Note that the efficiency and Youden's J approach are both specific cases of a more generalised approach. The rate of FNs for any given threshold, t, will be P×(1−Se(t)), while that of FPs is (1−P)×(1−Sp(t)). Note that in this case, we are referring to the rate of FN relative to the total population (hence we multiply by P) as opposed to the rate relative to those who are truly obese. However, the analyst may associate different costs with different types of misclassification. For example, it seems reasonable in the case of obesity that analysts would assign a higher weight to FN rather than FP, since if someone is diagnosed FN they may not take precautions in terms of diet and lifestyle which they probably should. A diagnosis of FP on the other hand may lead them to consult their physician where their ‘true’ BMI will presumably become known.
If the cost of a FN is given by CFN and that of a FP by CFP, then the total cost associated with any given threshold is CFN×P×(1−Se(t))+CFP×(1−P)×(1−Sp(t)). A decision rule could then be adopted to choose that threshold, t*, which minimises the above expression or equivalently which minimises r×P×(1−Se(t))+(1−P)×(1−Sp(t)), where r=(CFN/CFP) is the relative cost of FN compared with FP.
It has been pointed out that the choice of a threshold based on the maximisation of Youden's J is equivalent to a choice based on the minimisation of cost where r, the ratio of the cost of FN to that of FP, is set equal to (1−P)/P. Thus, Youden's J is a specific case of a more general decision-based approach.9 Another way of looking at this is that should an analyst choose that threshold which maximises the value of Youden's J, they are implicitly (and perhaps unknowingly) imposing a relative cost of FN to FP equal to (1−P)/P, a ratio which may or may not conform to the actual values or beliefs of the analyst.
It is also clear that the value of t which maximises efficiency is also that which minimises r×P(1−Se(t))+(1−P)×(1−Sp(t)) where r=1. Thus, both efficiency and Youden's J can be regarded as special cases of a more general decision-based approach.
The approaches we have described above essentially involve choosing that threshold which minimises a weighted average of the cost of FP and FN, where the weights can either be chosen explicitly by the analyst or may be implicitly chosen by the choice of an index such as the Youden's J index. However, it is also possible that the analyst may take what we can call a constrained optimisation approach. Suppose, as would seem natural in the application here, the analyst regards FN as more costly than FP. The analyst could then choose a benchmark level of FN above which he is not prepared to go.
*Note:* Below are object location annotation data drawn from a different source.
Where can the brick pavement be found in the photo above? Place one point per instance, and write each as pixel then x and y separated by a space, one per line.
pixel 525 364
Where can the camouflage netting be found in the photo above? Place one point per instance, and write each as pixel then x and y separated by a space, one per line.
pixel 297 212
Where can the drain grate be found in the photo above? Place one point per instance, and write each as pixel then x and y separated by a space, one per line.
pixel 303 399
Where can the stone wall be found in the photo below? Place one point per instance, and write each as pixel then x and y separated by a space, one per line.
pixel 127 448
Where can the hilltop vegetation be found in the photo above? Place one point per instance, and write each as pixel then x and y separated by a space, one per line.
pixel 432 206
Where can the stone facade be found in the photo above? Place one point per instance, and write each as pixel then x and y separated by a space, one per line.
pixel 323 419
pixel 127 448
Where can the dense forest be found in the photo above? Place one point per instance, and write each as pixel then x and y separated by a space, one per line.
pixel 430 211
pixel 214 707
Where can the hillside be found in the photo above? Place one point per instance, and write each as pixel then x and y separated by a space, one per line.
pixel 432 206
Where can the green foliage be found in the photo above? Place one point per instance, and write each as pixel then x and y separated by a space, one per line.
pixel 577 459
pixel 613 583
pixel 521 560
The threshold is then that level which minimises the FP rate subject to attaining the given level of FN. It can be regarded as a constrained optimisation approach in that FP is minimised subject to attaining a given level of FN.
We now examine how t* varies according to the following criteria: efficiency, Youden's J, maximum value of the OR and the minimum cost basis where we choose a range of r (some values of r, of course, having already been included in efficiency and the J index) and a constrained optimisation approach where we choose three values of FN (1%, 5% and 10%). The latter is equivalent to choosing Se levels of 99%, 95% and 90%. We also examine how t* varies according to age and gender.
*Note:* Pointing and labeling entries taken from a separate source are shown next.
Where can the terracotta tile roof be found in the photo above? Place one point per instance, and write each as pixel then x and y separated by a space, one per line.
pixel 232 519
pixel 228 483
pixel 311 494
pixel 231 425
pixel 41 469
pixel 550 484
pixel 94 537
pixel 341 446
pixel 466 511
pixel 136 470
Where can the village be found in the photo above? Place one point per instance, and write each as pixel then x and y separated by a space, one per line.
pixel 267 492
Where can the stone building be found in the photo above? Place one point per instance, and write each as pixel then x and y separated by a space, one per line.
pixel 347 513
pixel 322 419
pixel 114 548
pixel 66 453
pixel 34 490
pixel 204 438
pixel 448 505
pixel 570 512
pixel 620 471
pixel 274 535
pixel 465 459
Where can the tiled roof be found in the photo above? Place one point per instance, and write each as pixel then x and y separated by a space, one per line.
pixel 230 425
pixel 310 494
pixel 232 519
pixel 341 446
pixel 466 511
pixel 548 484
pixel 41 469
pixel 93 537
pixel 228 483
Self-reported BMI was collected as all respondents were asked to self-report their weight without clothes and their height without shoes. In addition, about 20% of the sample (2174) also underwent a medical examination, which included height and weight measurement. Respondents provided the self-reported data before their examination, and weight and height were measured in light clothing without shoes. Weight was measured to the nearest 0.1 kg using electronic platform scales and height was measured to the nearest 0.1 cm using measuring rods.
Since the purpose of this paper was to examine the relationship between self-reported and measured BMI, we are forced to restrict our sample to those who provided data on both. In the version of Slan provided to us by ISSDA, there were initially 2171 observations where measured BMI was available. We then discarded those observations where self-reported BMI was not available bringing the sample size to 1976. When examining summary BMI statistics for this group, it became clear that there were a small number of cases which appeared to suffer from measurement error (eg, recorded self-reported BMI of zero), and so it was decided to trim the data by removing all observations with BMI (either self-reported or measured) less than 15 or greater than 50. This brought the sample size to 1874.
Table 1 gives summary statistics for our sample and for the complete Slan 2007 sample (the latter figures were obtained from the Slan 2007 report). The discrepancy between self-reported and measured BMI is clear. There is a gap of over 9% between measured obesity and self-reported obesity, that is, measured obesity is higher than self-reported by almost two-thirds and the t statistic for the paired t test is 12.9 (p=0.000). In terms of the actual BMI (as opposed to BMI categories), self-reported BMI is about 1.4 below the measured BMI and a paired t test of the null hypothesis of equality of measured and self-reported BMI gives a t statistic of 26.3 (p=0.000). Table 1 also shows that the data used in our analysis have a slightly younger age profile and correspondingly a slightly higher education profile than the complete sample.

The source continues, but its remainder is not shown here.